Things to look for in a Pet Sitter.

Number 3 below is becoming more important every day!

Getting the right pet sitter can make or break a vacation, but it can also create a safety net for your pets whenever you cannot care for them.  The Human Society of the United States recommends on their website that you answer these questions:

  • Is the pet sitter insured?
  • What training has the pet sitter completed?
  • Will the pet sitter communicate with you to make sure that food, medications have been given as instructed.
  • Can the pet sitter get your pet into a vet in an emergency?
  • Does she have a backup if they can’t make it to a sit?
  • Will the pet sitter insure the grooming, training, and other appointments are kept?
  • Will the pet sitter provide a written service contract spelling out services and fees?
  • If the pet sitter provides live-in services, what are the specific times she agrees to be with your pet? Is this detailed in the contract?
  • How does your pet sitter make sure that you have returned home?
  • Does the pet sitter have references?

 These questions are detailed and explained on the Humane Society website at:  http://www.humanesociety.org/animals/resources/tips/choosing_pet_sitter.html?referrer=https://www.google.com/)

In today’s busy and changing environment, however, it is also important for a pet sitter to fulfill other requirements to guarantee the safety and quality of care for your pets and the security and privacy you want in your home.

To find a superior pet sitting service:
  1. Find a sitter who can maintain your information and your pets’ information in an easy-to-update, secpetsitterure form, with a secure key or other access information system for keyless or alarm systems to reach the pets on-demand, while ensuring complete security for your home.
  1. Look for a sitter who treats your pet like the family member they are. Pets are our family members.  We wouldn’t leave our children with just anyone, so we should apply the same standards for our pets.  At a minimum, your pet sitting service should conduct criminal background checks and state child abuse checks on its employees.  This will provide greater surety that those who work for them love and respect your fur babies and are trustworthy in your home, caring for your cherished possessions.
  1. Find a sitter who will respect your privacy while they care for your property. The pet sitting service you use should have a detailed privacy policy and demonstrate the same care as you do while on your property.  It helps if they have a support system of supervisors to assist if should something happen requiring additional hands but also, will ensure your sitter is caring for your property and maintains complete discretion.  Pictures of your property or pets, such as selfies, should not be floating around on Facebook with details of the pet sitter’s schedule and activities while you are away.  They should not share information about your family, or belongings with anybody before, during, or after the sit.

This is becoming a greater concern as many immature pet sitters will spend their time on social media while caring for your pet. The pet sitter you choose should address this in their policies and with their supervisors regularly, insuring that everyone who cares for your pet, takes your privacy and security just as seriously.

  1. Find a sitter who hires employees and does not use subcontractors. Under IRS rules, pet sitters who use subcontractors may not train their subcontractors, or control the work of their subcontractors without having them reclassified as employees.

Insurance is also a sticky matter with sub-contractors since the pet sitters’ insurance may not cover the work of subcontractors.  This leaves you and your homeowners’ insurance open to liability for injury and damage. The pet sitters’ Workman’s Compensation Insurance is a guarantee you won’t be sued for an injury sustained on your property.

  1. Find a sitter with backup sitters as the Humane Society recommends, but to really ensure your pet receives care if something happens to your primary sitter, make sure they are supervised and ask about policies for employee emergencies like a death in the family, car trouble, illness or even just a better opportunity.
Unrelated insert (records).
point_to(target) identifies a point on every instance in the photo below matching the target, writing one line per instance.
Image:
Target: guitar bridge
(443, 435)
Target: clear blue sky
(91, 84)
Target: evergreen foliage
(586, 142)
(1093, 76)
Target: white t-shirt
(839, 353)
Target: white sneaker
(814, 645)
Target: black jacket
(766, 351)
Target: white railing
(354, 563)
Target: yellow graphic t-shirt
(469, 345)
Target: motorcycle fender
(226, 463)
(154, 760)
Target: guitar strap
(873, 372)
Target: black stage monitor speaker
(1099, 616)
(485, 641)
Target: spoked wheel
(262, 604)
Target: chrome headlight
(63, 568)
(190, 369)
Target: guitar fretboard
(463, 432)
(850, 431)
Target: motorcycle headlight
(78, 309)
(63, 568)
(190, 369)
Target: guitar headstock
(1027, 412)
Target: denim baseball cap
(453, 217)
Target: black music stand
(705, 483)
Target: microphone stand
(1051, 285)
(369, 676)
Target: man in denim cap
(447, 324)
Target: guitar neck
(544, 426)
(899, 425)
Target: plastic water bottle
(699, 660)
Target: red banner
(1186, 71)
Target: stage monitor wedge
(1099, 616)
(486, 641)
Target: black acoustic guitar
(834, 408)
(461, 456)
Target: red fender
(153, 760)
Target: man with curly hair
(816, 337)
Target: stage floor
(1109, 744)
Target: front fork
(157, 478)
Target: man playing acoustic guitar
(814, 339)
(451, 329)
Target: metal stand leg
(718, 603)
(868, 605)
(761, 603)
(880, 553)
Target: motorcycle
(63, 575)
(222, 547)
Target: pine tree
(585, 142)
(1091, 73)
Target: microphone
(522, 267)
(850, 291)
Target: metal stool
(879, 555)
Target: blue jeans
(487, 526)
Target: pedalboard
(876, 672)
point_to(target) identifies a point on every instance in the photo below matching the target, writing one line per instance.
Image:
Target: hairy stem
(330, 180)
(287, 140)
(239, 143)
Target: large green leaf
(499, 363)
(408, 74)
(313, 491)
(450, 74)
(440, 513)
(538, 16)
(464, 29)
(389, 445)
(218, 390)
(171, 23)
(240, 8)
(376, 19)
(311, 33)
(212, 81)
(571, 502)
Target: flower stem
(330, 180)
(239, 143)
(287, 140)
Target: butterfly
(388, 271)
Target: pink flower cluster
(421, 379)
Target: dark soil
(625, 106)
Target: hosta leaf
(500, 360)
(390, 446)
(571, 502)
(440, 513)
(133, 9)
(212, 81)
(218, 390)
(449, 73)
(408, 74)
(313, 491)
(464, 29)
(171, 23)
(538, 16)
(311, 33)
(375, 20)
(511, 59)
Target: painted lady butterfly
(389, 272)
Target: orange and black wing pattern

If you are using an individual, rather than a company, contract a back-up sitter to check in once or twice while you are gone, to verify your pets are being loved and cared for as you would and that your home is being properly secured and cared for.  The backup may be made primary if the individual sitter experiences an emergency.

 

  1. Find a pet sitting service with a real on-demand service, and test it.  Many pet sitters work alone, so if you need a sitter in an emergency and yours is busy, you are left to hunt for other options and in turn place security and quality of care second.  An on-demand service is more than just being able to schedule you within a day or two.  A real on-demand service means professional pet sitters are dispatched daily and not just scheduled in advance.  A dispatcher should be available 24/7 to cover your pets’ care in case you have an emergency.  You should be able to have a pet sitter at your home within hours, as opposed to days.

 

Adding these requirements to the questions used to evaluate pet sitters you consider and hire, may make maintaining a relationship with a single pet sitting company more challenging.  The benefits, however, will be greater peace of mind, better care for your pet and home, and privacy, security, and continuity when you leave your beloved family member at home.